Analyse sectorielle : les matériaux

Le secteur des matériaux, l’un des plus cycliques, s’est bien comporté sur un marché orienté à la hausse en raison d’un indice PMI en constante progression. Contrairement à d’autres secteurs, le momentum bénéficiaire a non seulement été déterminé par la réduction des coûts, mais il a également supposé une croissance des revenus.

Les secteurs de l’automobile et de la construction étant des marchés finaux très importants, les mesures d’incitation à l’achat de voitures et les dépenses publiques en infrastructures continuent à renforcer la confiance des investisseurs.

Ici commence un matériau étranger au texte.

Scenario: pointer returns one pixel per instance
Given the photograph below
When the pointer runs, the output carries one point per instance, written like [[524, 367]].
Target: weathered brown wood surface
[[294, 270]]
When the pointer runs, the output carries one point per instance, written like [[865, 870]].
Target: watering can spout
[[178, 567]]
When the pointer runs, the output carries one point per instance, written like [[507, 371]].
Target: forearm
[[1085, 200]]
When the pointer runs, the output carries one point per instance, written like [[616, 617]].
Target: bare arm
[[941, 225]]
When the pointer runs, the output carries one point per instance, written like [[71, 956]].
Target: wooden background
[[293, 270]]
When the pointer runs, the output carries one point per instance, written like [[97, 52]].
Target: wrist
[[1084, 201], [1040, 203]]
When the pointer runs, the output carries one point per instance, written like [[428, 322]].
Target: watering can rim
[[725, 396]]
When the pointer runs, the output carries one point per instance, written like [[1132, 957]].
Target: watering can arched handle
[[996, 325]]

Les perspectives de reprise ont entraîné les titres du secteur à des niveaux de valorisation à mi-cycle, ces sociétés bénéficiant d’un levier opérationnel plus élevé. Le reste de la performance s’explique par la capacité de ces entreprises à gérer leurs coûts ou leur exposition aux marchés émergents. Contrairement à leurs homologues des pays développés, ces derniers ont connu une certaine remontée de leurs volumes de ventes. La Chine a notamment enregistré une demande domestique importante de matériaux destinés aux secteurs de la construction et de l’industrie automobile. Compte tenu des ressources limitées de la Chine, les sociétés occidentales de minerais ont été, et demeurent, bien placées pour fournir ces volumes. La pénurie structurelle de certains métaux, des investisseurs cherchant à se couvrir contre l’inflation et la faiblesse du dollar ont été simultanément à l’origine d’un renchérissement des matières premières. Le cuivre, utilisé dans une gamme étendue de produits finaux en électronique, pour des équipements de transport et pour la construction, en est un bon exemple. Son offre est limitée car il est de plus en plus difficile de trouver de nouveaux gisements, et la qualité des mines existantes continue à se détériorer. De plus, le cuivre est l’une des matières premières dotée de la plus forte liquidité sur la Bourse des métaux de Londres (LME), ce qui le rend attrayant pour les investisseurs « spéculatifs ». Les investisseurs en actions ont joué cette carte en investissant dans des sociétés telles qu’Antofagasta et Xstrata.

Les valeurs traditionnelles de la chimie, qui n’obéissent pas aux mêmes forces, doivent s’appuyer sur la réduction des coûts et la demande des marchés développés pour renouer avec les bénéfices. La réduction des coûts est en partie structurelle, mais seulement en partie, les titres continuant à bénéficier, avec un décalage, de prix des matières premières inférieurs. Or, ce décalage va disparaître au cours des prochains trimestres. Les bénéfices pourraient éventuellement entamer une reprise, du fait du redressement de la production industrielle et de la consommation des ménages, mais être moins spectaculaires étant donné la poursuite du désendettement de nos économies. Les investisseurs à la recherche d’une plus grande croissance dans l’industrie des produits chimiques se tournent habituellement vers des acteurs des sous-industries des gaz industriels ou des produits chimiques agricoles. Ces deux groupes sont considérés comme plus défensifs du fait qu’ils ont sous-performé pendant la récession et sont restés à la traîne récemment. Néanmoins, nous pensons que leur dossier d’investissement demeure intact et qu’ils vont générer un bon rendement à moyen terme. Ils opèrent dans des industries relativement consolidées, ce qui leur confère un potentiel de marge de valeur actionnariale, et leur croissance est structurelle, liée à une plus grande activité industrielle ou visant à répondre aux besoins découlant d’une plus grande prospérité des marchés émergents.

En conclusion, nous pensons que le secteur des matériaux demeure bien placé. Nous avons une préférence au sein de ce secteur pour les minerais, d’une part, lesquels bénéficient de la demande des marchés émergents et d’un potentiel de marge de valeur actionnariale élevé. D’autre part, nous suggérons de prendre des positions sur des titres de croissance de qualité des sous-industries des gaz industriels et des produits chimiques agricoles. En dépit d’une sous-performance toujours possible à court terme, ils offrent, selon nous, de belles perspectives à moyen terme.